Access a page on this webserver from your workstation and check strace's output - maybe you'll learn more about what your webserver does when it serves up a page?

To see the network traffic alone, use tcpdump. tcpdump will show you traces of packets and can have the trace limited to only packets matching a query. To watch for http traffic, we would use this invocation:

% tcpdump 'port 80'
tcpdump: verbose output suppressed, use -v or -vv for full protocol decode
listening on eth0, link-type EN10MB (Ethernet), capture size 96 bytes
00:57:08.167785 IP 192.168.30.89.33471 > 192.168.30.19.http: S 3860627520:3860627520(0) win 5840 
00:57:08.167994 IP 192.168.30.19.http > 192.168.30.89.33471: S 1074530775:1074530775(0) ack 3860627521 win 5792 
00:57:08.167905 IP 192.168.30.89.33471 > 192.168.30.19.http: . ack 1 win 46 
00:57:08.169271 IP 192.168.30.89.33471 > 192.168.30.19.http: P 1:94(93) ack 1 win 46 
(output continues, but I cut it for brevity)
The above output might not be totally readable, but you should at least understand some of it: source and destination address and ports, timestamps, etc. Lastly, the filter language used for selecting only certain packets is documented well in the tcpdump manpage.

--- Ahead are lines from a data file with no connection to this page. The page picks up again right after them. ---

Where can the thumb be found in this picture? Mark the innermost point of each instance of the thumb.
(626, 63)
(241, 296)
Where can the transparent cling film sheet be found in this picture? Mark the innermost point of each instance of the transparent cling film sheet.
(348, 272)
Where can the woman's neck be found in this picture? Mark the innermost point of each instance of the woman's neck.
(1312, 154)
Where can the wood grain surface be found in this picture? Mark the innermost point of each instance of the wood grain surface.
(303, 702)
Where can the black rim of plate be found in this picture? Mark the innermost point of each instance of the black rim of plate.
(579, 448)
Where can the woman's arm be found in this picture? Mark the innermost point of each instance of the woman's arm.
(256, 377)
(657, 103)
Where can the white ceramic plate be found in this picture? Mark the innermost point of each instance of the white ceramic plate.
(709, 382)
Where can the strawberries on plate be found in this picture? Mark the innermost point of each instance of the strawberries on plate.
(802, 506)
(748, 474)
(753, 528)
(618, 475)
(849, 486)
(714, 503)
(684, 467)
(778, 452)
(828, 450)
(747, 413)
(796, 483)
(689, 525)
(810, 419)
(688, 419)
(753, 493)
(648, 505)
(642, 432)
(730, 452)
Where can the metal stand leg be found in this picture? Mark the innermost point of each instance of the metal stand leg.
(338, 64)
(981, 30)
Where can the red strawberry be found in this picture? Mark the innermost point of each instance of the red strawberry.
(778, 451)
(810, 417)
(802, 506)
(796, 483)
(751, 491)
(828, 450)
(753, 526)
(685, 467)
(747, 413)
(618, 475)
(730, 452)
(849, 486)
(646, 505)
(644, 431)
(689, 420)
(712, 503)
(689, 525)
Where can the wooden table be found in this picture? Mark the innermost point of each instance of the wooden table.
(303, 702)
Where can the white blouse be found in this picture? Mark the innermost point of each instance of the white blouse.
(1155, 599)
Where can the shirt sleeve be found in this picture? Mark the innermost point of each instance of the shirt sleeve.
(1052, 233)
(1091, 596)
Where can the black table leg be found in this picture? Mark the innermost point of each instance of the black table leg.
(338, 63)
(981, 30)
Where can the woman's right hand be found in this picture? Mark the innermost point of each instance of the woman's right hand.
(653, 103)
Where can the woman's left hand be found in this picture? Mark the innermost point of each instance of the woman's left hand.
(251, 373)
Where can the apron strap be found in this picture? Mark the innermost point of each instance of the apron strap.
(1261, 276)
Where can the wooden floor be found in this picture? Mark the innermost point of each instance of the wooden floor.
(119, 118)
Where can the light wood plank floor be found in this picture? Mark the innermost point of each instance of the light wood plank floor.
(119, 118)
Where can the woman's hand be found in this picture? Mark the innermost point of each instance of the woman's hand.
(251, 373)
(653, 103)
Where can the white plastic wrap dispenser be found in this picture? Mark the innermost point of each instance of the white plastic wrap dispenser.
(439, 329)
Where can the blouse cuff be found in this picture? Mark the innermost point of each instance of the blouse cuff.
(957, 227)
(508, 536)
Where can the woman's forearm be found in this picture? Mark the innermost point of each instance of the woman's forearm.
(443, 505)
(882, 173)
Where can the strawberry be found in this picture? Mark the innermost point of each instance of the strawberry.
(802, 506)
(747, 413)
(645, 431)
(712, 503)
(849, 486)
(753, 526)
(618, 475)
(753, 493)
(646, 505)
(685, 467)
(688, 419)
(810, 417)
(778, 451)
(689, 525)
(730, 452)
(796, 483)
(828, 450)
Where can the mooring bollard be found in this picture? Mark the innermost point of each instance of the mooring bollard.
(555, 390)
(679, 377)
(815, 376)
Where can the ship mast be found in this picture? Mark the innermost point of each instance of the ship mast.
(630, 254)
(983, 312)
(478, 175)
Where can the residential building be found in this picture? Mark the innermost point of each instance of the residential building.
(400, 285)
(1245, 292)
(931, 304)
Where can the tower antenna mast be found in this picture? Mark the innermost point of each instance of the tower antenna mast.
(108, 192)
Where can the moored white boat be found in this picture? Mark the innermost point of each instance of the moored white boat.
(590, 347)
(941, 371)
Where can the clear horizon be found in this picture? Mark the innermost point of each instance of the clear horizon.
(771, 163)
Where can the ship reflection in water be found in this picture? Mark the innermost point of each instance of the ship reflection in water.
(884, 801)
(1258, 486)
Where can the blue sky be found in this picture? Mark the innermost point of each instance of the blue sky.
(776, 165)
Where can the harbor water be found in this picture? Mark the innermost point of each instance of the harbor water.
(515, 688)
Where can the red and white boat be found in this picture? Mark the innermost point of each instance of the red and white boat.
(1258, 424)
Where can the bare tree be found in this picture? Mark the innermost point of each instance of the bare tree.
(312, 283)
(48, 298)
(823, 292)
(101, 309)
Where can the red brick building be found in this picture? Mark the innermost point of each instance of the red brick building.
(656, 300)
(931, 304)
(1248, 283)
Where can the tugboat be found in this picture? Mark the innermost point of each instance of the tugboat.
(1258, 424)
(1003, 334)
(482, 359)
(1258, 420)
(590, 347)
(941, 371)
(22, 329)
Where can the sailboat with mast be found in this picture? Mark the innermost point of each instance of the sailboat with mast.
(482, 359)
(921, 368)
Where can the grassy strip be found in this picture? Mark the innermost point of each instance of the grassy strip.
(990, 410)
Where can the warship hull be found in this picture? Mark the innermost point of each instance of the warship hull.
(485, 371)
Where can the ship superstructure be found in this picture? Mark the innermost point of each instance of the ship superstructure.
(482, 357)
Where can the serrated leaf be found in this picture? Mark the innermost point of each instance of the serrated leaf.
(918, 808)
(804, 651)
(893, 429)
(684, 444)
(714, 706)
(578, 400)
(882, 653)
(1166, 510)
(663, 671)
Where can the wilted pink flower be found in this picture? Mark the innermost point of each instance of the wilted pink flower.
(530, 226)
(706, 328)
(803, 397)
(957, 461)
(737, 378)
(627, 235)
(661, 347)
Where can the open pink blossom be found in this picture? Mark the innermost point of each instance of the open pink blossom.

Keeping tcpdump, strace, and similar inspection tools close to your debugging practices should help you better debug and profile problems, and it just might save you the trip down the hall.

Further reading:

tcpdump manpage
strace manpage
DTrace (Solaris, FreeBSD, OS X) and SystemTap (Linux)
These tools are much more advanced than strace or truss. They allow you to scriptably inspect and instrument your system and processes in a wonderful range of ways beyond just system calls.
Wireshark (previously called Ethereal)
Wireshark (and tshark, the terminal version) provides much greater protocol inspection than does tcpdump or snoop. You'll find it's benefits beyond tcpdump include more advanced (and easier) filtering, stream tracking, deeper protocol inspection, and more.